The inhibition assay of α-2,3-ST was done as described by Schmidt¹⁵ using CMP-Neu5Ac as a substrate and the modified disaccharide¹⁶ with a 4,5-dimethoxy-2-nitrobenzyl group as a UV-labelled acceptor (Scheme 3). To enhance the potency in compound 2, we initially prepared four derivatives 4–5 and 27–28 with alternations of the succinyl ester unit. However, efforts to improve the IC₅₀ were unsuccessful, for example, replacement of the succinyl moiety of 2 with aspartyl, phosphate, Tyr, or Lys either reduced inhibitory activity (IC₅₀ > 350 µM for 4–5) or gave a product displaying no biological functions (27–28) toward α-2,3-ST (Table 1).
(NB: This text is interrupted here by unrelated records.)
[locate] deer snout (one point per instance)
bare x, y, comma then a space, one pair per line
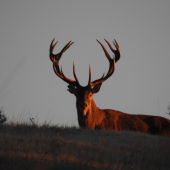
83, 105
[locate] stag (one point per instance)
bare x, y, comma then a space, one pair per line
89, 115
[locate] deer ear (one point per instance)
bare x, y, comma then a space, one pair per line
72, 89
96, 88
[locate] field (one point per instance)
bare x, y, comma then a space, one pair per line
29, 147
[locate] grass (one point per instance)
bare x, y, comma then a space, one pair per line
30, 147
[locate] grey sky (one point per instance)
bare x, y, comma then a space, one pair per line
140, 84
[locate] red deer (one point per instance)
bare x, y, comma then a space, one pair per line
90, 116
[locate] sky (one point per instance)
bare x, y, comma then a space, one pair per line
29, 87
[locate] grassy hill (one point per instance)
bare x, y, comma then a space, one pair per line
45, 147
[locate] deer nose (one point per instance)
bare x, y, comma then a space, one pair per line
83, 105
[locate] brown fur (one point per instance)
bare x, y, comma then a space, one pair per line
90, 116
96, 118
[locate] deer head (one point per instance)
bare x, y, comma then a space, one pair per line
86, 107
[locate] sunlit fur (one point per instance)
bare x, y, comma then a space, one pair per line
90, 116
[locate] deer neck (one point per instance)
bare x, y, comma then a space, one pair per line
92, 117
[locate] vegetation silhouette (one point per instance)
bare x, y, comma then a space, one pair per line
90, 116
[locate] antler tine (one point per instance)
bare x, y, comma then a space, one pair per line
89, 74
105, 51
55, 59
111, 67
74, 73
117, 51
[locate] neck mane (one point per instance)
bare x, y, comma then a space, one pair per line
94, 117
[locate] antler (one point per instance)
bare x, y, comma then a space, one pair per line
55, 59
111, 61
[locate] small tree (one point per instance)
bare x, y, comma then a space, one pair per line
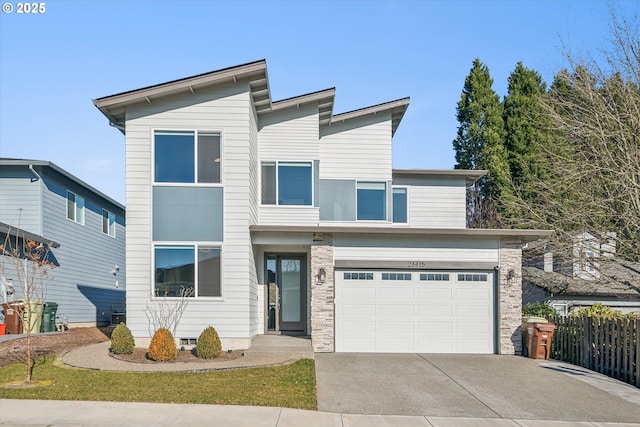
31, 264
165, 313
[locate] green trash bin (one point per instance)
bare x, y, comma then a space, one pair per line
32, 317
49, 316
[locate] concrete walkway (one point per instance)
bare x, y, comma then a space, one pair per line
32, 413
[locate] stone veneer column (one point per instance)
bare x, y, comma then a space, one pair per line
510, 301
322, 294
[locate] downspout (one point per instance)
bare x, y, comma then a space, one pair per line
38, 177
117, 126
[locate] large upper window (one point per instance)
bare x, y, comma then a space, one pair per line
75, 207
108, 223
371, 201
399, 204
179, 159
287, 183
187, 267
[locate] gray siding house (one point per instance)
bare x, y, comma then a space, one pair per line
43, 200
285, 218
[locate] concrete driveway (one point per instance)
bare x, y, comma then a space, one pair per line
479, 386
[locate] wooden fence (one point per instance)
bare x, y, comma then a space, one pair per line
608, 346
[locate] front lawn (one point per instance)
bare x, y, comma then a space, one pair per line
291, 386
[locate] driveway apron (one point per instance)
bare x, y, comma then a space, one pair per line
482, 386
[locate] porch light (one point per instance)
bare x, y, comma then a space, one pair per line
322, 275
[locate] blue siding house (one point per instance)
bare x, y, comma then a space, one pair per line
41, 199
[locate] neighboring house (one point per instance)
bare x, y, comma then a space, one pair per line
84, 228
287, 218
592, 274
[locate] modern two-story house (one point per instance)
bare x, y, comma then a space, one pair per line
284, 217
84, 230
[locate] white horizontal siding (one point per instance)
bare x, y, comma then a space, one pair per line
359, 149
289, 215
225, 108
291, 134
416, 248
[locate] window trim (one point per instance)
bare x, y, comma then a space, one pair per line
276, 164
195, 157
115, 223
406, 188
195, 246
386, 201
75, 209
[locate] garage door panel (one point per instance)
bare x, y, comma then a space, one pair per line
472, 294
434, 328
433, 310
358, 345
433, 346
399, 329
396, 345
357, 311
471, 311
428, 316
396, 293
396, 310
467, 328
359, 328
358, 293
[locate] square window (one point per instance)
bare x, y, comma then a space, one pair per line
75, 207
287, 183
176, 271
187, 157
371, 200
108, 223
399, 205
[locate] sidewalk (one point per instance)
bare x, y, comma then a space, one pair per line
98, 414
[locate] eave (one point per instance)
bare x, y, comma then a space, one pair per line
521, 236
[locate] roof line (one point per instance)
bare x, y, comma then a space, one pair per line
186, 81
524, 235
373, 109
15, 231
53, 166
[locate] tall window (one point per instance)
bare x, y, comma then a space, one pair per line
371, 201
399, 204
75, 207
108, 223
287, 183
177, 268
179, 159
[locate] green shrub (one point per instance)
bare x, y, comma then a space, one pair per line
122, 341
600, 311
208, 345
539, 309
163, 346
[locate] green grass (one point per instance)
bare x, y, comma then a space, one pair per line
291, 386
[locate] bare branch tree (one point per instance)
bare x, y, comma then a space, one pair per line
165, 313
31, 265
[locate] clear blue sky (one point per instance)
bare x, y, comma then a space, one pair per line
53, 65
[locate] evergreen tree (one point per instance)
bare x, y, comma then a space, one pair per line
479, 145
526, 127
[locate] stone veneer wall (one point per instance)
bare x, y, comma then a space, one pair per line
510, 301
322, 294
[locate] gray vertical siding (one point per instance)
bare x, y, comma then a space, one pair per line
20, 199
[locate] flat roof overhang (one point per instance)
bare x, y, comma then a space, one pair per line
520, 236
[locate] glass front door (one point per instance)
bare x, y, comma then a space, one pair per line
286, 293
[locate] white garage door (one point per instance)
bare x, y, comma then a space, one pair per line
414, 312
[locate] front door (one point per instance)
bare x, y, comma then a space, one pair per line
287, 293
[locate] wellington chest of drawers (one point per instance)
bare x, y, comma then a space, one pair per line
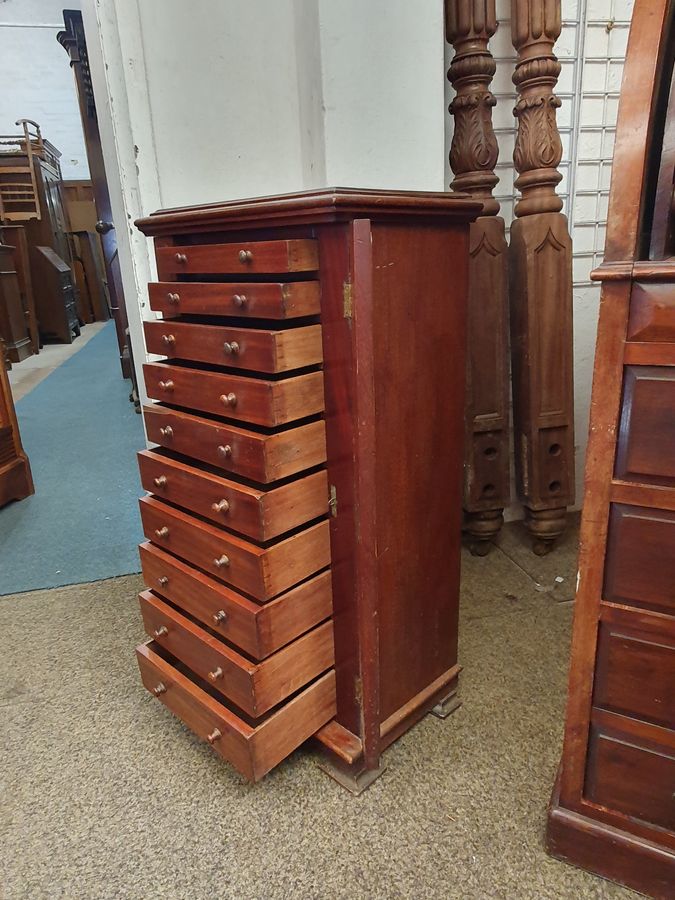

In addition, a minor influence on the inhibitory property (IC₅₀ = 450 µM for 6) of the α isomer of 2 has been observed, suggesting negligible interaction in the recognition of epiandrosterone/androsterone analogues with succinyl-stereochemistry by the enzyme.

Scheme 3 α-2,3-ST catalyzed sialylation of acceptor.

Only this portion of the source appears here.